Kwok C F, Goldstein B J, Muller-Wieland D, Lee T S, Kahn C R, King G L
Research Division, Joslin Diabetes Center, Boston, Massachusetts 02215.
J Clin Invest. 1989 Jan;83(1):127-36. doi: 10.1172/JCI113848.

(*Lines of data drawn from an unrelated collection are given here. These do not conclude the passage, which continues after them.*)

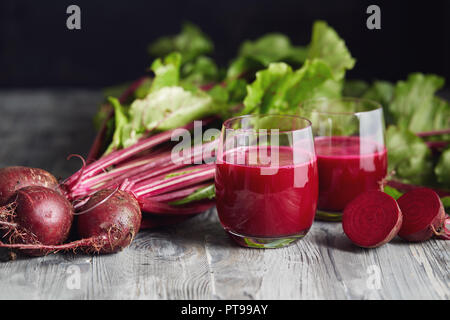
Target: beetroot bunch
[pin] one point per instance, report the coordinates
(36, 218)
(375, 218)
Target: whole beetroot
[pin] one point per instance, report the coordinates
(423, 215)
(107, 223)
(15, 178)
(112, 225)
(36, 216)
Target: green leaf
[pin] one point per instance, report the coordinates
(355, 88)
(279, 89)
(191, 42)
(167, 71)
(121, 120)
(394, 193)
(273, 47)
(208, 192)
(380, 91)
(409, 156)
(442, 169)
(328, 46)
(168, 108)
(258, 54)
(446, 202)
(415, 106)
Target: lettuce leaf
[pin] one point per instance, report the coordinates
(279, 89)
(415, 107)
(167, 71)
(329, 47)
(409, 156)
(258, 54)
(442, 169)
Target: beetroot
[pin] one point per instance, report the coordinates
(423, 215)
(372, 219)
(109, 222)
(36, 215)
(15, 178)
(112, 225)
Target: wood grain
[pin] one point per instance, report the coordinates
(195, 259)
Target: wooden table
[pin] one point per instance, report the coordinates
(196, 259)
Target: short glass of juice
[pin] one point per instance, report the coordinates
(350, 149)
(266, 179)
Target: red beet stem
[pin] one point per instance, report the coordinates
(372, 219)
(423, 214)
(433, 133)
(199, 173)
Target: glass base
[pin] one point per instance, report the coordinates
(328, 215)
(266, 242)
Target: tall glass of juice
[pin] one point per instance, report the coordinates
(266, 179)
(350, 148)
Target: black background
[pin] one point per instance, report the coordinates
(37, 50)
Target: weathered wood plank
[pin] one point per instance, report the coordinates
(196, 259)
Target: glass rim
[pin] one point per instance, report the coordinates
(376, 106)
(226, 123)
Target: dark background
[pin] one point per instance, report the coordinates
(37, 50)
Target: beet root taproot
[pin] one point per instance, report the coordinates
(372, 219)
(111, 225)
(37, 216)
(423, 215)
(15, 178)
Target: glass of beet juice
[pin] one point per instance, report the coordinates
(266, 179)
(350, 148)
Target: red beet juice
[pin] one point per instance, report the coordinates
(348, 166)
(281, 202)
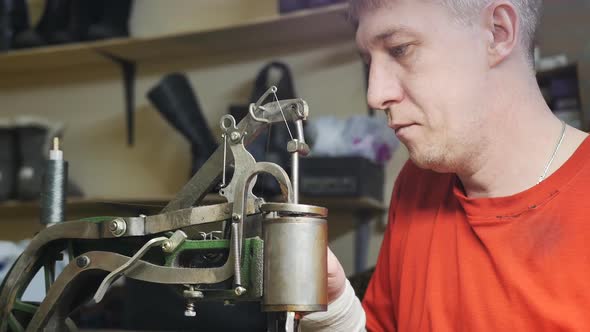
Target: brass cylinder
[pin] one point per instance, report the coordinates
(295, 264)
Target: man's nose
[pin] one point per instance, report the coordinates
(385, 89)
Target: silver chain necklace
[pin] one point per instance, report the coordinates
(542, 177)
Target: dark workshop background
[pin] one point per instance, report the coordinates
(220, 45)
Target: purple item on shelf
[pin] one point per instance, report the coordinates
(320, 3)
(286, 6)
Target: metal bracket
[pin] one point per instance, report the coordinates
(128, 69)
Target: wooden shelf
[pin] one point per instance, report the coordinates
(317, 25)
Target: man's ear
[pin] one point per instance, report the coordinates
(502, 26)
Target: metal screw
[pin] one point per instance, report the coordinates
(117, 227)
(235, 136)
(82, 261)
(191, 294)
(240, 290)
(190, 309)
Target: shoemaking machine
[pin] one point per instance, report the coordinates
(273, 253)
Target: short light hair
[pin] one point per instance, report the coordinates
(529, 12)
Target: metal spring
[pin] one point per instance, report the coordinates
(237, 249)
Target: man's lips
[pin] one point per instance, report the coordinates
(397, 126)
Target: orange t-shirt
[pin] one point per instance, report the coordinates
(453, 263)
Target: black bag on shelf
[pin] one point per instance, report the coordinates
(273, 148)
(178, 104)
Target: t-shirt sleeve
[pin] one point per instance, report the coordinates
(378, 302)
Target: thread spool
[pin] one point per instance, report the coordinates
(53, 191)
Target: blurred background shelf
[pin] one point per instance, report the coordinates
(300, 27)
(20, 220)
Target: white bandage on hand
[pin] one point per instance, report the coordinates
(344, 314)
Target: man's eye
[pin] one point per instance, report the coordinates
(399, 51)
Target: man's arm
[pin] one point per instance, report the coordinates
(377, 312)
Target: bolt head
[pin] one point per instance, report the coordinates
(118, 227)
(166, 246)
(240, 290)
(235, 136)
(113, 226)
(82, 261)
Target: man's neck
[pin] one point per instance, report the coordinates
(525, 135)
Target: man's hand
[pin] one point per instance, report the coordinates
(336, 277)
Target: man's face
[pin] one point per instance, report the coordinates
(428, 72)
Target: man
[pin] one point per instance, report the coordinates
(488, 226)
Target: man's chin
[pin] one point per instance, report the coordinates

Insulin actions and receptors were studied in capillary endothelial cells cultured from diabetic BB rats and their nondiabetic colony mates. The endothelial cells from diabetic rats of 2 mo duration had persistent biological and biochemical defects in culture. Compared with normal rats, endothelial cells from diabetic rats grew 44% more slowly. Binding studies of insulin and insulin-like growth factor I (IGF-I) showed that cells from diabetic rats had 50% decrease of insulin receptor binding (nondiabetic: 4.6 +/- 0.7; diabetic: 2.6 +/- 0.4% per milligram protein, P less than 0.01), which was caused by a 50% decrease in the number of binding sites per milligram protein, whereas IGF-I binding was not changed. Insulin stimulation of 2-deoxy-glucose uptake and alpha-aminoisobutyric acid uptake were also severely impaired with a 80-90% decrease in maximal stimulation, in parallel with a 62% decrease in insulin-stimulated autophosphorylation (P less than 0.05). 125I-insulin cross-linking revealed an 140-kD alpha subunit of the insulin receptor similar to that in cells from nondiabetic rats, although bands at greater than 200 kD were also detected. The molecular weight of the insulin receptor beta subunit (by SDS-PAGE) was smaller in cells from diabetic than from normal rats (88-90 vs. 95 kD). Neuraminadase treatment of the partially purified insulin receptors decreased the molecular weight of the insulin receptors from nondiabetic rats to a greater degree than its diabetic counterpart. In contrast, Northern blot analysis of insulin receptor mRNAs using human cDNA probes revealed two species of 9.4 and 7.2 kb with no difference in mRNA abundance between cells from diabetic and nondiabetic rats. We conclude that the exposure of capillary endothelial cells to a diabetic milieu in vivo can cause specific and persistent changes in the insulin receptor and insulin action.
对从糖尿病BB大鼠及其非糖尿病同窝大鼠培养的毛细血管内皮细胞中的胰岛素作用和受体进行了研究。病程2个月的糖尿病大鼠的内皮细胞在培养中存在持续的生物学和生化缺陷。与正常大鼠相比,糖尿病大鼠的内皮细胞生长速度慢44%。胰岛素和胰岛素样生长因子I(IGF-I)的结合研究表明,糖尿病大鼠的细胞胰岛素受体结合减少50%(非糖尿病:每毫克蛋白质4.6±0.7;糖尿病:每毫克蛋白质2.6±0.4%,P<0.01),这是由于每毫克蛋白质结合位点数量减少50%所致,而IGF-I结合未改变。胰岛素刺激的2-脱氧葡萄糖摄取和α-氨基异丁酸摄取也严重受损,最大刺激降低80-90%,同时胰岛素刺激的自身磷酸化降低62%(P<0.05)。125I-胰岛素交联显示胰岛素受体的140-kDα亚基与非糖尿病大鼠细胞中的相似,尽管也检测到大于200 kD的条带。糖尿病大鼠细胞中胰岛素受体β亚基的分子量(通过SDS-PAGE)比正常大鼠细胞中的小(88-90 kD对95 kD)。用神经氨酸酶处理部分纯化的胰岛素受体,非糖尿病大鼠胰岛素受体分子量的降低程度大于糖尿病大鼠。相反,用人cDNA探针进行胰岛素受体mRNA的Northern印迹分析显示有9.4和7.2 kb两种类型,糖尿病和非糖尿病大鼠细胞之间的mRNA丰度没有差异。我们得出结论,体内毛细血管内皮细胞暴露于糖尿病环境可导致胰岛素受体和胰岛素作用发生特异性和持续性变化。